Hedeon smiled. "Nobody who had any sense of how things worked would dare stand against me," he said, simply. Samir only transferred his weight from one foot to another, and snorted.

"Sounds like you have absolutely no idea how the working classes live. They, more than anyone else, will know exactly who should not be aggravated." The man was antagonizing Hedeon. Actively.

Eve cursed under her breath, focusing, just as hard as she could possibly bear on the spell she was preparing. She didn't have much more than earlier. A (broken) piece of chalk. Half a crumbled donut. Samir's empty, useless, brain.

And fury. So much indignant, prideful, fury.

Eve gulped it down like water as she began to draw lines of white amidst the tiles, keeping half an eye on Samir, who had - irritatingly - begun to smirk.

"Thousands of times, I have been around the sun. Never have I seen such insolence."

"Then your life must be especially boring."

Hedeon, everlasting calm, only exhaled.

The blast of pure energy that went ricocheting outwards tore the very floor and air apart, hundreds of times stronger than any sort of magic Eve could use in her frail human body. The spell had gone nearly white with the sheer heat and pressure of the power Hedeon had poured into it, and it was only the blood that had begun to seep from Eve's tongue that kept her from screaming.

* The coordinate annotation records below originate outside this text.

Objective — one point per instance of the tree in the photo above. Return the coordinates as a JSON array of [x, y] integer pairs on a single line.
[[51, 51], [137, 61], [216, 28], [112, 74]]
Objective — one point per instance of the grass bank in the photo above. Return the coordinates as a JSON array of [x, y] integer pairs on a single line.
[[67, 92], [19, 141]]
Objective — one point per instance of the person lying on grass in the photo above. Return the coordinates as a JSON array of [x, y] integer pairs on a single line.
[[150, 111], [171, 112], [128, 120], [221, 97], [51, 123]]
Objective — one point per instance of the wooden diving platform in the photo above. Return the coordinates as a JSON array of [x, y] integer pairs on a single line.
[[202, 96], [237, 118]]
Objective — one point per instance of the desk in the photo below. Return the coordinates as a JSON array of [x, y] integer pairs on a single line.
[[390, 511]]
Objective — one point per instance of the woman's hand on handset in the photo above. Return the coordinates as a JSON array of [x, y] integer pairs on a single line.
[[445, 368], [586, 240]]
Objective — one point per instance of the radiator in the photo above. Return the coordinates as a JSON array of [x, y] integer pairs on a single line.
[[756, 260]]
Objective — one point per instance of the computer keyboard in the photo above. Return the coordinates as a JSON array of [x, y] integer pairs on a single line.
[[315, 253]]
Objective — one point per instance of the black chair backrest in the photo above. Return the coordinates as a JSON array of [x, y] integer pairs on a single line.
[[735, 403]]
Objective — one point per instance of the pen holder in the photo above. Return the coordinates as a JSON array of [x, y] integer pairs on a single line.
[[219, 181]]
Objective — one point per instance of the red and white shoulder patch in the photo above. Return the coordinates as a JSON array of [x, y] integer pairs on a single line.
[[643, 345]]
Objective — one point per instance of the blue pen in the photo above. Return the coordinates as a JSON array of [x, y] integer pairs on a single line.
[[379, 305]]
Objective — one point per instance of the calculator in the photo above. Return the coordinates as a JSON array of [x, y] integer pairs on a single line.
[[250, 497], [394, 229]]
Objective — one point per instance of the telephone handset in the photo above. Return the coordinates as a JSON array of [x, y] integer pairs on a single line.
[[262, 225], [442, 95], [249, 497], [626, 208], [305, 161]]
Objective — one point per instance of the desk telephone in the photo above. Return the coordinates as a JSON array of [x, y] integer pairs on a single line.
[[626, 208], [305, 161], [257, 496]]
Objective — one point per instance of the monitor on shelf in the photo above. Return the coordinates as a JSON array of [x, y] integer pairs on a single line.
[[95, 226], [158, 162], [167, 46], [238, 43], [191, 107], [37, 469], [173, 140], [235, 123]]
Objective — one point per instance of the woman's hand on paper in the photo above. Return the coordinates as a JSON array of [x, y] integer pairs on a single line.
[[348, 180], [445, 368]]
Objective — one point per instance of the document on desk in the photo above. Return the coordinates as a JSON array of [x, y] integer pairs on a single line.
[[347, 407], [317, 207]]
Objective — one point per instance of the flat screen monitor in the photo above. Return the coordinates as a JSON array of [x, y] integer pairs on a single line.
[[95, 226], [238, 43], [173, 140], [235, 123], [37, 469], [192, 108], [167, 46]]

No- no. Anything but this.

She couldn't watch this. She couldn't watch Samir die. She'd done her best to keep him separate. Had pushed him away, pushed him away on purpose, so that her presence would not endanger him. Had killed the hallow, so that the mythics could not track him. A sob ripped from her throat, unable to watch - and yet, unable to look away.

She thought she might throw up.

Eve couldn't watch any more humans die on her behalf.

The flash of anger - of pain and violence - winked quietly out of existence and was replaced by quiet surprise.

Samir snarled, his chest heaving, one palm extended in front of him, the skin of it only lightly blistered where the wave had not stopped in time.

Eve drew the last line of chalk.

Hedeon's easy-going demeanor stiffened for half a second, then softened with another sneer.

"Oh?" he said, quietly, dangerously, the room growing dimmer, until it was close to pitch black. "How very amusing."

"Samir," Eve's voice was a shadow of its usual strength, leaking through her magic so she could call the man back towards herself. Samir allowed himself to fall backwards and into her waiting arms.

"That voice." Hedeon said, and for the first time in her long, dreary existence, Eve watched that mask slip. Watched as his lips curled into a genuine snarl, parting around his teeth as they sharpened into predatory canines. "I know that voice. There's no way it should still exist."

Around them, the dimension warped, rippling unsteadily, tunneling.

"Hang on," Eve said again, clutching onto Samir tightly and fighting to stay upright beneath his weight.

"Evelyn," Hedeon breathed. The word hung in the air, at once holy and perverted, clawing its way into Eve's heart and anchoring there painfully.

And then they were gone, coarse sand sinking between their toes, only the sound of crashing waves and Samir retching into the sand.